API ReferencePage Content API

Content API

The Content API allows you to extract structured data from any webpage, including metadata, links, and raw HTML.

Endpoint

https://api.capturekit.dev/content

Example Request

GET https://api.capturekit.dev/content?access_key=<your-access-key>&url=https://capturekit.dev

Response

{
	"success": true,
	"data": {
		"metadata": {
			"title": "CaptureKit - Turn any website into a screenshot with our powerful Screenshot API",
			"description": "CaptureKit is a powerful API for capturing screenshots, extracting HTML, gathering links, and summarizing content—all with a simple request.",
			"favicon": "https://capturekit.dev/favicon.ico",
			"ogImage": "https://capturekit-assets.s3.amazonaws.com/capturekit-og+(1).png"
		},
		"links": {
			"internal": [
				"https://capturekit.dev/",
				"https://capturekit.dev/dashboard",
				"https://capturekit.dev/pricing",
				"https://capturekit.dev/blog"
			],
			"external": [
				"https://docs.capturekit.dev",
				"https://zapier.com/apps/capturekit-website-screenshots-p/integrations",
				"https://www.nextupkit.com"
			],
			"social": [
				"https://github.com/CaptureKit-Web-Scraping-API",
				"https://x.com/capturekit"
			]
		},
		"html": "<html><body><h1>Hello, world!</h1></body></html>",
		"markdown": "CaptureKit - Turn any website into a screenshot with our powerful Screenshot API...",
		"sitemap": {
			"source": "https://capturekit.dev/sitemap.xml",
			"totalLinks": 3,
			"links": [
				"https://www.capturekit.dev/",
				"https://www.capturekit.dev/page-content"
				"https://www.capturekit.dev/ai"
			]
		}
	}
}

Parameters

url string Required
The URL of the webpage to capture.


access_key string Required
Your API access key. Can be provided via the access_key query parameter, x-access-key header, or request body.

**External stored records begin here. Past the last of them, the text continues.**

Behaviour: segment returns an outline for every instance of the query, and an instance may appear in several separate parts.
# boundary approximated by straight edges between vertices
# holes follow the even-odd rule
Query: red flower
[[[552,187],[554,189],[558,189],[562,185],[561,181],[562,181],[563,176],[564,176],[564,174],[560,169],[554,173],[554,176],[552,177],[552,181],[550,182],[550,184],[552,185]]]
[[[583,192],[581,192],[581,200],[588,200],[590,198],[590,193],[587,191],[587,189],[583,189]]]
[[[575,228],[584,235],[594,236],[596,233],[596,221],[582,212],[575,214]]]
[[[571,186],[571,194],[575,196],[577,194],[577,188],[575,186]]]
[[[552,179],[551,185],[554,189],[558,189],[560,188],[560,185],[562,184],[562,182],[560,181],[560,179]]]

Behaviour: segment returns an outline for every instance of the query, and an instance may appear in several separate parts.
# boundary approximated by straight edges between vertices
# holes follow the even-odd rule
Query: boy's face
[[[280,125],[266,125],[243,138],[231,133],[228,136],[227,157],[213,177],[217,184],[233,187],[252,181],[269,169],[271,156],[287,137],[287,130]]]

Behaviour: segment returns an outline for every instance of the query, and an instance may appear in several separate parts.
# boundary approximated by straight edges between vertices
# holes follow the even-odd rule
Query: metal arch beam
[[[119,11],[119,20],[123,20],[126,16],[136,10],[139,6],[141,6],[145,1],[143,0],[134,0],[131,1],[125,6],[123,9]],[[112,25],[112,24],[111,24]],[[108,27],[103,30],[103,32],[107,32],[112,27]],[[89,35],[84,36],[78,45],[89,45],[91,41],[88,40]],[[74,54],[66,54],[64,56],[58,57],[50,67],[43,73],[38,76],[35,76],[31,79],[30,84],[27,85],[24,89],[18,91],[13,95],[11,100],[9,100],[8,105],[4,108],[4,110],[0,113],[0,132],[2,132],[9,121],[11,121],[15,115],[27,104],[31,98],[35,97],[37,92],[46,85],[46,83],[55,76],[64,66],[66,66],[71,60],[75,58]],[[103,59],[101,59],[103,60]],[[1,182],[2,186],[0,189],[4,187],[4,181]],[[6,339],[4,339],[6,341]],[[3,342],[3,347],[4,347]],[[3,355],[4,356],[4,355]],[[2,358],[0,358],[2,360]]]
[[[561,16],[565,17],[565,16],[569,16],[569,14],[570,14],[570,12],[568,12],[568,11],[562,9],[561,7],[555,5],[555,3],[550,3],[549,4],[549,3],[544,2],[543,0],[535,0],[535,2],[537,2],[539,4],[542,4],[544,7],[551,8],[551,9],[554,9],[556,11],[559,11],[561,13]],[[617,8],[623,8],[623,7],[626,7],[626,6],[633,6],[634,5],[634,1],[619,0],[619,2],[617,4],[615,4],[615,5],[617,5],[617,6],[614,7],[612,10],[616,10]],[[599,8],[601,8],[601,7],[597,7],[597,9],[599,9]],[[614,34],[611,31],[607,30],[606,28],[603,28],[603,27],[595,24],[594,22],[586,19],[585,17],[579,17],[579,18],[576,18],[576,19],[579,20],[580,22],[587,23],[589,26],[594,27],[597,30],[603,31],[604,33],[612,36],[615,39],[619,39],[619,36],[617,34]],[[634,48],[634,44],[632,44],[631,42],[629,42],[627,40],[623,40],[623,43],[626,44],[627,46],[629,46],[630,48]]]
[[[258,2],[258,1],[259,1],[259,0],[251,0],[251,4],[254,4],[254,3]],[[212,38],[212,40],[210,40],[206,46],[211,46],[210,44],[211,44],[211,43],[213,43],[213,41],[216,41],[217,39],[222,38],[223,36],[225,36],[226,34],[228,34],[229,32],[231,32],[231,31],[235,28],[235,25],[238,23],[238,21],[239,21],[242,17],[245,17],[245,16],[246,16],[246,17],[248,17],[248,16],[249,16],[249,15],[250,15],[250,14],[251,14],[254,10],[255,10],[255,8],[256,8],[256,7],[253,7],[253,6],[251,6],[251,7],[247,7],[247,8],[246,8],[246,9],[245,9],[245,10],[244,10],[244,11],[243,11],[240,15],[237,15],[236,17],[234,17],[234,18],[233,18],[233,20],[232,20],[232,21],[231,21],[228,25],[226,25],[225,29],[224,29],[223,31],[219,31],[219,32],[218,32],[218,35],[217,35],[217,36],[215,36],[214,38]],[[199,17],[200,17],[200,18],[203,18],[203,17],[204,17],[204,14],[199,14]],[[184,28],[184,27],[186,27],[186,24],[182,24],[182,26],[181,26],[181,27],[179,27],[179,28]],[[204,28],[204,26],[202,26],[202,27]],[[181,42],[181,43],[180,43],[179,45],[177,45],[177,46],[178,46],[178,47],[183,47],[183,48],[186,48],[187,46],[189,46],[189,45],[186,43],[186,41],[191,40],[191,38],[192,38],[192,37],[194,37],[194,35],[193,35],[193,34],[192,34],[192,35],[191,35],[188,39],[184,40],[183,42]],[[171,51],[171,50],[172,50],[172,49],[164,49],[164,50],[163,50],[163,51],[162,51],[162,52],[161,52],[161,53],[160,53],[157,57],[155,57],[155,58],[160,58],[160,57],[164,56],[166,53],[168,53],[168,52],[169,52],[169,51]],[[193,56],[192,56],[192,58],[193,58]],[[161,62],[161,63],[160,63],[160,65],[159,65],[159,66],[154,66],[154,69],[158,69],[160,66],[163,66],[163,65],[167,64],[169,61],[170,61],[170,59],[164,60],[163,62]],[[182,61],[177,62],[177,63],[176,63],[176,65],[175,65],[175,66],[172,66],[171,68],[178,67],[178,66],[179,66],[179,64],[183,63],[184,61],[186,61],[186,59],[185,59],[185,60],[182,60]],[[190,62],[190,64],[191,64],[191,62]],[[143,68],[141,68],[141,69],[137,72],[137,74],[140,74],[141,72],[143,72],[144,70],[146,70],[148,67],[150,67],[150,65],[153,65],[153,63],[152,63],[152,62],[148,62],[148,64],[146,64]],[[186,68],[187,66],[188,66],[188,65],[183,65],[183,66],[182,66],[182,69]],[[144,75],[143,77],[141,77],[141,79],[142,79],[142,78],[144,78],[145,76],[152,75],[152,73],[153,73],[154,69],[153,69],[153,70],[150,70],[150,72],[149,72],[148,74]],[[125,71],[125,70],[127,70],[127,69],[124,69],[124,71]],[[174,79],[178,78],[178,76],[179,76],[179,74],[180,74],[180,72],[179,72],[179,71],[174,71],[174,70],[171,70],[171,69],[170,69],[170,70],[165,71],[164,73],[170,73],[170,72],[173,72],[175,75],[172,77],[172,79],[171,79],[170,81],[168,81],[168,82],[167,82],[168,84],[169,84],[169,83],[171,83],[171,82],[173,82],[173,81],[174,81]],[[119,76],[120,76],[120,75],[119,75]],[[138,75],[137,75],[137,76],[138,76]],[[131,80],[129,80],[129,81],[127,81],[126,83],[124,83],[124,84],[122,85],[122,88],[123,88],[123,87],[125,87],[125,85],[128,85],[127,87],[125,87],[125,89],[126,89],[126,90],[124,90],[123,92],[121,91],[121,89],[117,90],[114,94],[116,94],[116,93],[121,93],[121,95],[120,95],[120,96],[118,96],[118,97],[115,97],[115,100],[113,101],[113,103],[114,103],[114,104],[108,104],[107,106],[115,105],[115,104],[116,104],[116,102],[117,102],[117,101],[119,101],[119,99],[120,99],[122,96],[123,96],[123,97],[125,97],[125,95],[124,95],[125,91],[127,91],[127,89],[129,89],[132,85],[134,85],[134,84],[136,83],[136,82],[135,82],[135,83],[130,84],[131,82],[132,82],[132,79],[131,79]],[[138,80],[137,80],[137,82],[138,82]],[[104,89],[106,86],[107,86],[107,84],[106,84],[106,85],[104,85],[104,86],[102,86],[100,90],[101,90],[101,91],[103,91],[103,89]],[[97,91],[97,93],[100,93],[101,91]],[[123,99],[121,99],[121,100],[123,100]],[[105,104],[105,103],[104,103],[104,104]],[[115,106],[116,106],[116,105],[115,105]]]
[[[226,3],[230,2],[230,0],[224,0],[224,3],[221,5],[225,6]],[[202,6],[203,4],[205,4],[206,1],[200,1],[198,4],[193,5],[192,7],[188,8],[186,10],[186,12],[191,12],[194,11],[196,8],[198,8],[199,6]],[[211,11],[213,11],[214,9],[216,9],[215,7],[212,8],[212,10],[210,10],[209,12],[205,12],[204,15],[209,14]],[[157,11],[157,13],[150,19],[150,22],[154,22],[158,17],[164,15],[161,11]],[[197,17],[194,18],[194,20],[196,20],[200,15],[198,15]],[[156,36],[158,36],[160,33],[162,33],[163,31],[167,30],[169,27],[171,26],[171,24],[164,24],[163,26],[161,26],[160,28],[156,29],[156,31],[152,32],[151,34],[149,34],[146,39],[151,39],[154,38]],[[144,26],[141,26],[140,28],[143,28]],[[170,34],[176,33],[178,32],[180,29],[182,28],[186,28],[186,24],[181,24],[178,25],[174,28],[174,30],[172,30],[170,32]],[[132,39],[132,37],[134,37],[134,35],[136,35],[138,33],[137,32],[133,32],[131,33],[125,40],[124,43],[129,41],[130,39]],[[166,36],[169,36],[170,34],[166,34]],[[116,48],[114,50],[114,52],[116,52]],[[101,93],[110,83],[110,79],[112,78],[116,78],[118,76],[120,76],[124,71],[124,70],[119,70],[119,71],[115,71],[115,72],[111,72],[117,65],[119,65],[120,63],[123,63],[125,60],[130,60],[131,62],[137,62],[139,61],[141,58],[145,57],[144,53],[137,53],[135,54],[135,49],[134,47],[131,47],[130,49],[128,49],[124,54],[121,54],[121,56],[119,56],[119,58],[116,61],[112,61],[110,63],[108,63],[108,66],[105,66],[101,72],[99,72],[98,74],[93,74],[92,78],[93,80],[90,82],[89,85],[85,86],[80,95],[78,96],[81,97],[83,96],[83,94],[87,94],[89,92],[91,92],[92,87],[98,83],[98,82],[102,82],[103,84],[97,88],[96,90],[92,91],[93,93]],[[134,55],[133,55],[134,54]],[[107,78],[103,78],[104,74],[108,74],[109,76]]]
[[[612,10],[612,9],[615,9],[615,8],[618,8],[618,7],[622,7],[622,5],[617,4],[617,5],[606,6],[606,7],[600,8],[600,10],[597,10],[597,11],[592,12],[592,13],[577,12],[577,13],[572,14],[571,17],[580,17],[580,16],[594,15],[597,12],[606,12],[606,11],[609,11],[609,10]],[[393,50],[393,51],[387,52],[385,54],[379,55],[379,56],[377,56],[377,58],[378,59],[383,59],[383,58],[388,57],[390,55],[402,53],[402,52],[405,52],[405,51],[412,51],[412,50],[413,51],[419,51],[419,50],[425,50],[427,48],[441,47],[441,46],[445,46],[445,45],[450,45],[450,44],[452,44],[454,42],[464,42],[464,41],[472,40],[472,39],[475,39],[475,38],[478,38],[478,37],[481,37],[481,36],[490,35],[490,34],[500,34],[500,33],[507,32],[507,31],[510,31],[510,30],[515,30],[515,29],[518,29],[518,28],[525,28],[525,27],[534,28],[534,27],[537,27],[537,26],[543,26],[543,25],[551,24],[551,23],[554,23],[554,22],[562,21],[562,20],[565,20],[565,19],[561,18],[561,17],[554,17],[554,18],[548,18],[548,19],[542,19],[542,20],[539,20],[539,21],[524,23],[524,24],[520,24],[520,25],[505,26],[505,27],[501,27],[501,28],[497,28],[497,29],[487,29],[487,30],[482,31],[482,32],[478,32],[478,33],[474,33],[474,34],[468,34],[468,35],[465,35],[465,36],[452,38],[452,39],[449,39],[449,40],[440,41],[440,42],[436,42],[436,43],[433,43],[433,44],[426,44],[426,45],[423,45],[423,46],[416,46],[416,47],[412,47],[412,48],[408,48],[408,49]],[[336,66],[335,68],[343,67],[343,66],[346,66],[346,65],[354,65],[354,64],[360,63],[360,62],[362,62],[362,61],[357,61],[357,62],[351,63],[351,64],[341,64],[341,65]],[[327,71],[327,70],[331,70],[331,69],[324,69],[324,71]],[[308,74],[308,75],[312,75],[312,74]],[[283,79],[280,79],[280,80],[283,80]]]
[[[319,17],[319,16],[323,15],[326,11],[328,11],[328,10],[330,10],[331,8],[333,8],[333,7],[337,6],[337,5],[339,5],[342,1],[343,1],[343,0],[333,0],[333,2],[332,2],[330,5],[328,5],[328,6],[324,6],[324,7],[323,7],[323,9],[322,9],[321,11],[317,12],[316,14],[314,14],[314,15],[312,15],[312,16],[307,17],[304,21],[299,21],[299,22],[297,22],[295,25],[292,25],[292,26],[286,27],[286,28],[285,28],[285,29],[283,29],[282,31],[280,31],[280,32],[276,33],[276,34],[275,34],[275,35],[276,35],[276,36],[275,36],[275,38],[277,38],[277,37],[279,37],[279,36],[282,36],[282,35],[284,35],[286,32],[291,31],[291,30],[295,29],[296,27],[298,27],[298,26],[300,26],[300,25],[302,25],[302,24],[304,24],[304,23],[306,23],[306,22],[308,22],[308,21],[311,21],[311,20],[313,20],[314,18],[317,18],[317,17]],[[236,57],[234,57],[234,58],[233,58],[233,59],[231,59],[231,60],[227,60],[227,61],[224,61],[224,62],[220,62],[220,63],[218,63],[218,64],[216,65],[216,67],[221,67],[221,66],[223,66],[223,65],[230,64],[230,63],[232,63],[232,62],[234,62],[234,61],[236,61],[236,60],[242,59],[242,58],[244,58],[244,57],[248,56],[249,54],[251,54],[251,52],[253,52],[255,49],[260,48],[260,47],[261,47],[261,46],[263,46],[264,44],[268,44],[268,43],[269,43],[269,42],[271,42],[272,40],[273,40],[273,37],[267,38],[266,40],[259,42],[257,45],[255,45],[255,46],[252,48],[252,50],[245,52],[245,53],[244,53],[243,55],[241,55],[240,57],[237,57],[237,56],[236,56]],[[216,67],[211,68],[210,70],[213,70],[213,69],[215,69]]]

include_html boolean Optional Defaults to false
Include the raw HTML of the webpage in the response.


include_markdown boolean Optional Defaults to false
Include the Markdown of the webpage in the response.


include_html boolean Optional Defaults to false
Include the raw HTML of the webpage in the response.


include_sitemap boolean Optional Defaults to false
Include sitemap data of the webpage in the response. You can either enter your sitemap in the url field, or we will try to find the sitemap of your website URL.


delay number Optional Defaults to 0
Delay in seconds before capturing the screenshot (max 10s).


wait_until string Optional
Define when to capture (networkidle2, load, domcontentloaded, networkidle0).


wait_for_selector string Optional
Wait for a specific element to appear before taking the screenshot.


selector string Optional
Capture a specific element on the page instead of the full viewport.


remove_selectors string Optional
A comma-separated list of elements to hide before capturing (e.g., ads, popups).


proxy string Optional
Specify a proxy server to route your request through. Supports HTTP, HTTPS, and SOCKS5 proxies. Format: http://username:password@proxy.com:PORT. Useful for bypassing geo-restrictions and rotating IPs.


cache boolean Optional Defaults to false
Cache the response.


cache_ttl number Optional Defaults to 2592000
Cache the response for a custom TTL (in seconds). Maximum 2592000 seconds (1 month), minimum 3600 seconds (1 hour).


remove_cookie_banners boolean Optional Defaults to false
Automatically remove cookie banners before capturing.


viewport_width number Optional Defaults to 1280
The width of the browser viewport in pixels.


viewport_height number Optional Defaults to 1024
The height of the browser viewport in pixels.